RUSSLAND

Zubehör für christliche Nachrichtenagentur

Das von KIRCHE IN NOT mitfinanzierte orthodoxe Kapellenschiff in Russland.

Das von KIRCHE IN NOT mitfinanzierte orthodoxe Kapellenschiff in Russland.

Ein „Dialog der Liebe und der Wahrheit“ zwischen der katholischen und der orthodoxen Kirche ist nur möglich, wenn gegenseitige Vorurteile, die auf Unkenntnis und Missverständnissen beruhen, abgebaut werden. Dazu bedarf es objektiver Informationen, die sich am besten über die modernen Medien verbreiten lassen.

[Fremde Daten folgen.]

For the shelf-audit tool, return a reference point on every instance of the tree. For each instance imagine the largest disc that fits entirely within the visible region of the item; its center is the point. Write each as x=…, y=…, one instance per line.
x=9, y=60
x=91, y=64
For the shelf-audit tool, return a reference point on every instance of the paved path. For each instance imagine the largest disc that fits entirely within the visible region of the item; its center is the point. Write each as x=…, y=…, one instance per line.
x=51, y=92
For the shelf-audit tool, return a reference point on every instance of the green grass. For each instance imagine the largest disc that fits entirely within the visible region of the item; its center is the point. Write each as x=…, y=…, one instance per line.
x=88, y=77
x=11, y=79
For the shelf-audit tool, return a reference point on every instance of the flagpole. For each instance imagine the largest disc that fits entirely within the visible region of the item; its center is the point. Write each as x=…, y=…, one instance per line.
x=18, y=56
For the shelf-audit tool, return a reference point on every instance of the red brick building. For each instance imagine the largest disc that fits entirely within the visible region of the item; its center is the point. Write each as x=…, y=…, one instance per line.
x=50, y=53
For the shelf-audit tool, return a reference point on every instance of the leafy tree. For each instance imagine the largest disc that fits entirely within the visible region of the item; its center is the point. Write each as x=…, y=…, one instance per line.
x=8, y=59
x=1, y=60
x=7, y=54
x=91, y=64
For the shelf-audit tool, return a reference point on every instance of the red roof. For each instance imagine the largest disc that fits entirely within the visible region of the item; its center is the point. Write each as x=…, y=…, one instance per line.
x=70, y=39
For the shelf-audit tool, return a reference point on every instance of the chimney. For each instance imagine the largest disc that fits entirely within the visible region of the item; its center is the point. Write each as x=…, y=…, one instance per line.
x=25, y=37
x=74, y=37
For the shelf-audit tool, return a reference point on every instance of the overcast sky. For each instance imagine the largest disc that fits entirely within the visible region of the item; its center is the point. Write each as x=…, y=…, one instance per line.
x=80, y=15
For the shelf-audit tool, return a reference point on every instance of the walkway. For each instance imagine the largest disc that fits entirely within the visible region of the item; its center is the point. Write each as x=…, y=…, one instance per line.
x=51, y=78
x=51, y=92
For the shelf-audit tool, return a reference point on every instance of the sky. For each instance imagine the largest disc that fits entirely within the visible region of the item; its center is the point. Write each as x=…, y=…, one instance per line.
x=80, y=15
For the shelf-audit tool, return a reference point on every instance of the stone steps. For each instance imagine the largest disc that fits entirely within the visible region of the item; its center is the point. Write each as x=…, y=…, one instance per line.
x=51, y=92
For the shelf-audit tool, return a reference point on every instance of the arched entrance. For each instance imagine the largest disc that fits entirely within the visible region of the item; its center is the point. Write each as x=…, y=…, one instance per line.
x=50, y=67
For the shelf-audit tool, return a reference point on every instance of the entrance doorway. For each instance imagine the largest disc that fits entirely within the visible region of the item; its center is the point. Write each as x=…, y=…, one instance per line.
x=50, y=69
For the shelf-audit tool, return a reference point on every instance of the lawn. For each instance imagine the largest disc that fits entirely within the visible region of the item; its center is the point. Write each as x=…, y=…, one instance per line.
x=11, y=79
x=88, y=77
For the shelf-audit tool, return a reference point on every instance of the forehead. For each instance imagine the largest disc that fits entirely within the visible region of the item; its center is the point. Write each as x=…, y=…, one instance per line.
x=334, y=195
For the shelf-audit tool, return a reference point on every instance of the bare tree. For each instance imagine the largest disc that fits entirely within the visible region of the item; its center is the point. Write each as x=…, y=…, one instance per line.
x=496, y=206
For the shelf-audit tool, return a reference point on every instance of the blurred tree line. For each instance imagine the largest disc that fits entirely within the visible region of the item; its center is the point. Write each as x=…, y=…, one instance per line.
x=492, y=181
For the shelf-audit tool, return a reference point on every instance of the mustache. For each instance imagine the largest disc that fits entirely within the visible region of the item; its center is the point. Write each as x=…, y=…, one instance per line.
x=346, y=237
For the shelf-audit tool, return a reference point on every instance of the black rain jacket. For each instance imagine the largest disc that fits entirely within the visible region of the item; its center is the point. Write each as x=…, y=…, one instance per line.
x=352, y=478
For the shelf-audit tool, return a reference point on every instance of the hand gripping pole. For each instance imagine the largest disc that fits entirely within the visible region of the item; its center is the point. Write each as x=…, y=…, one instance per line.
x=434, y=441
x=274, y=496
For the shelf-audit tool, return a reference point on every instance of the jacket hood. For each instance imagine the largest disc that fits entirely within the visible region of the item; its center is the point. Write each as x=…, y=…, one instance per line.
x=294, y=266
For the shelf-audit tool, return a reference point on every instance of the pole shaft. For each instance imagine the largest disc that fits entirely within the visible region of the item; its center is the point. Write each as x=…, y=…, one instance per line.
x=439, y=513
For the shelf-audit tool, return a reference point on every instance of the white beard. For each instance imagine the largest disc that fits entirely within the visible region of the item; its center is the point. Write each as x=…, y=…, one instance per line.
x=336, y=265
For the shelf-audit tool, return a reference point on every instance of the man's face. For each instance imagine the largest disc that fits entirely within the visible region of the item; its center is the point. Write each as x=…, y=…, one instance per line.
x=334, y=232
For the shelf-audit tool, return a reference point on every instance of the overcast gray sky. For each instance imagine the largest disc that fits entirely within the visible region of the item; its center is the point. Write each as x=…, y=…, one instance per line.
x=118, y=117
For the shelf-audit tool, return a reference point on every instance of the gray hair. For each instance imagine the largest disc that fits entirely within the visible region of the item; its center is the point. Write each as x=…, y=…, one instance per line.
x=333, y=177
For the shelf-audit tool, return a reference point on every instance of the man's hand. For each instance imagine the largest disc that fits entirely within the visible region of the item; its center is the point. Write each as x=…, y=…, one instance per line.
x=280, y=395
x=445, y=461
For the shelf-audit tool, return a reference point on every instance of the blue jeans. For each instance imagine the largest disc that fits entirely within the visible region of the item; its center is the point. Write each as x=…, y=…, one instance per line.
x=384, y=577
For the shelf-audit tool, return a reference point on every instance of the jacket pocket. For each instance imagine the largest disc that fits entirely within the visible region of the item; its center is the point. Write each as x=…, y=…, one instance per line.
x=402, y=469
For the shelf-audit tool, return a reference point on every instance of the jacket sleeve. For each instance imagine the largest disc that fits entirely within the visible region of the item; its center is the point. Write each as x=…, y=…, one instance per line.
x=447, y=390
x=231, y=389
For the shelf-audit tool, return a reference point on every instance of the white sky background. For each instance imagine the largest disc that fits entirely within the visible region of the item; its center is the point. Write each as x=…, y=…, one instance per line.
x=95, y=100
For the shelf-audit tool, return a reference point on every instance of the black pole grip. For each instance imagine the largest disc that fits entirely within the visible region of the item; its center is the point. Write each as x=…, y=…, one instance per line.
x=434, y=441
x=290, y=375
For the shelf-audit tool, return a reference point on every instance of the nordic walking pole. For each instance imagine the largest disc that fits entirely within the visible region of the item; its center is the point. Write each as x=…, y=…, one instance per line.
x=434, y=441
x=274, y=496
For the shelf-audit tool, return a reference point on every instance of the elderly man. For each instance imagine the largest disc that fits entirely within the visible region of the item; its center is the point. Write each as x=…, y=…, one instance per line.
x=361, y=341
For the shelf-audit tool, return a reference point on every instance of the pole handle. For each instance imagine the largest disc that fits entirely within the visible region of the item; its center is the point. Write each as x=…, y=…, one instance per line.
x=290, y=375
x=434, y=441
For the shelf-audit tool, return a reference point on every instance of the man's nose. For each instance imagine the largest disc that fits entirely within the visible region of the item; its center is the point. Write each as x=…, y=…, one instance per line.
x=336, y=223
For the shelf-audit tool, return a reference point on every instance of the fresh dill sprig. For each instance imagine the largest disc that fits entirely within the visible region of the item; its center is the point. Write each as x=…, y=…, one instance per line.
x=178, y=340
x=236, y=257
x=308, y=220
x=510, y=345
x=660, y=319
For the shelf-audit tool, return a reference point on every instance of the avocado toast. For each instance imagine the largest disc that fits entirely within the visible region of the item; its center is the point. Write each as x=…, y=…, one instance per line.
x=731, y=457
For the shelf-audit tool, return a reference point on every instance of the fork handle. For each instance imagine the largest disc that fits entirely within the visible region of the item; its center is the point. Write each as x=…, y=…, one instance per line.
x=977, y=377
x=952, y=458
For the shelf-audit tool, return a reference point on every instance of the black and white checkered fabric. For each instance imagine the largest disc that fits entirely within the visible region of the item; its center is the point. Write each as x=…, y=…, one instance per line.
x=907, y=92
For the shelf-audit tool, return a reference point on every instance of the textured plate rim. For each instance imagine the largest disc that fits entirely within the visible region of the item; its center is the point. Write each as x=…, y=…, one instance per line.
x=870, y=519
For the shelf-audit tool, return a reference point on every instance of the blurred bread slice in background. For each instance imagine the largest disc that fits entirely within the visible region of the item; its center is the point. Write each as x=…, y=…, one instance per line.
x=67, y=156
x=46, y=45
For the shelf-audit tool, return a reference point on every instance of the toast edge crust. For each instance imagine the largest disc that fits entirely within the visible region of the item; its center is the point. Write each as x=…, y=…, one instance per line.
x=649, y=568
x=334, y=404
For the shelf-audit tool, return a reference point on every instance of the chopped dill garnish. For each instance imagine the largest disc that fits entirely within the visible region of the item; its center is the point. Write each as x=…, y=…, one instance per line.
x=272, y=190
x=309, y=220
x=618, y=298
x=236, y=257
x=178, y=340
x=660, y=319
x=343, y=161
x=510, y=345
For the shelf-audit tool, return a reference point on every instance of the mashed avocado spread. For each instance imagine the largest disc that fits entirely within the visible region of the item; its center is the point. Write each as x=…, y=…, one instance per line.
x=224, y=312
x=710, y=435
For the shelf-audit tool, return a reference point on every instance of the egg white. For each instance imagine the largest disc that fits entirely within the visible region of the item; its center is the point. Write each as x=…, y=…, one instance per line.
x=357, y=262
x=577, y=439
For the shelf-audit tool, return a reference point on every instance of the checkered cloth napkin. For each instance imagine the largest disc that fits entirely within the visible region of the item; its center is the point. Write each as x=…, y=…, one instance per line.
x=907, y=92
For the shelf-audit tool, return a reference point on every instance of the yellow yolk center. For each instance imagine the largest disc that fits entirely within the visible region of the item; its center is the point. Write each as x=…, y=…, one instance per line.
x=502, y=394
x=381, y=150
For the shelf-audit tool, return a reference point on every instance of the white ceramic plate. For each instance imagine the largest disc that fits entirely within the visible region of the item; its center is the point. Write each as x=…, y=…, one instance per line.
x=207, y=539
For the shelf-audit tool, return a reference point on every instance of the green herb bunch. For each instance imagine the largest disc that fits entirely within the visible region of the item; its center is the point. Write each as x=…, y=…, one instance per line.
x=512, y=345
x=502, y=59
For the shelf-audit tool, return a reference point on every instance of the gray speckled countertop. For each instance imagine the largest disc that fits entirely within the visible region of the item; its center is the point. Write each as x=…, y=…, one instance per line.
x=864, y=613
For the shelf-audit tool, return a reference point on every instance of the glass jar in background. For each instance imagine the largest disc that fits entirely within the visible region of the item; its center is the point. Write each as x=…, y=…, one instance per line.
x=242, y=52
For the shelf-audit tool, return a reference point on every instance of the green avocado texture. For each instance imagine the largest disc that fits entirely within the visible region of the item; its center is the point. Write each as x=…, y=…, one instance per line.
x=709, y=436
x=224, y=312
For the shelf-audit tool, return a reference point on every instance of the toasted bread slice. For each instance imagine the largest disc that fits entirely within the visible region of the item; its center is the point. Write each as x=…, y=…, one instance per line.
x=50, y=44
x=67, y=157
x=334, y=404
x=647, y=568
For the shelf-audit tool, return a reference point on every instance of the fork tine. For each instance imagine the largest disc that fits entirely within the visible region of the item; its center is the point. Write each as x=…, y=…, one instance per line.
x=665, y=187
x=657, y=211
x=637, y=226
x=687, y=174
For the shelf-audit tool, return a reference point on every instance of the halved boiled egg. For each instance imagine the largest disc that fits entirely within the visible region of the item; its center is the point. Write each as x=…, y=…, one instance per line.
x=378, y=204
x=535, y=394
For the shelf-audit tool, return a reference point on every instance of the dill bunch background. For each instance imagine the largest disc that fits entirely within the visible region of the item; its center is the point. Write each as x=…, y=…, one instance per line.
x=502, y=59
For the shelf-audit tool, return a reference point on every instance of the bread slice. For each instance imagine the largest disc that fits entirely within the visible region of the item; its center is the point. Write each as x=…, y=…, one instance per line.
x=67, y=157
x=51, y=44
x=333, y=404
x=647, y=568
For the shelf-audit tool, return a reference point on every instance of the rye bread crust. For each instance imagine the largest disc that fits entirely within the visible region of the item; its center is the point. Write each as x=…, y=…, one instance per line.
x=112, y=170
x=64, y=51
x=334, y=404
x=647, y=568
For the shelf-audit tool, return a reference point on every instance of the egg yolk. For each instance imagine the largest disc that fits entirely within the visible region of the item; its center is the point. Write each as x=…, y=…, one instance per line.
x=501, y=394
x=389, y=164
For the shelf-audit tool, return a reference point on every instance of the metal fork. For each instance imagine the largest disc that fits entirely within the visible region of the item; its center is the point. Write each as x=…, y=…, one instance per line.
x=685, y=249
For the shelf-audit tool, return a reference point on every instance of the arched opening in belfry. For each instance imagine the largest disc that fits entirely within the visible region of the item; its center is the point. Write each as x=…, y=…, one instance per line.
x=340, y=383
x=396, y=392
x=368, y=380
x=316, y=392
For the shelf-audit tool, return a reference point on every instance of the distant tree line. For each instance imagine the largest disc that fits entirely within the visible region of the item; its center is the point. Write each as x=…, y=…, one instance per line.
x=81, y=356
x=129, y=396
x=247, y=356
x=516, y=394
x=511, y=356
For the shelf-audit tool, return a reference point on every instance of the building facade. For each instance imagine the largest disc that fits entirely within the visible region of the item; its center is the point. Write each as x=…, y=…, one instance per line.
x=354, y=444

Anfangs waren die ökumenische Medienarbeit noch ein Wagnis, aber dank des Einsatzes der orthodoxen und der katholischen Mitarbeiter, die sich gemeinsam in den Dienst dieses Apostolats gestellt haben, haben sich diese Einrichtungen etabliert.

Sie helfen dabei, den christlichen Werten in der Gesellschaft eine Stimme zu verleihen und auch innerhalb der christlichen Konfessionen Informationen zu vermitteln, die dabei helfen, einander zu verstehen.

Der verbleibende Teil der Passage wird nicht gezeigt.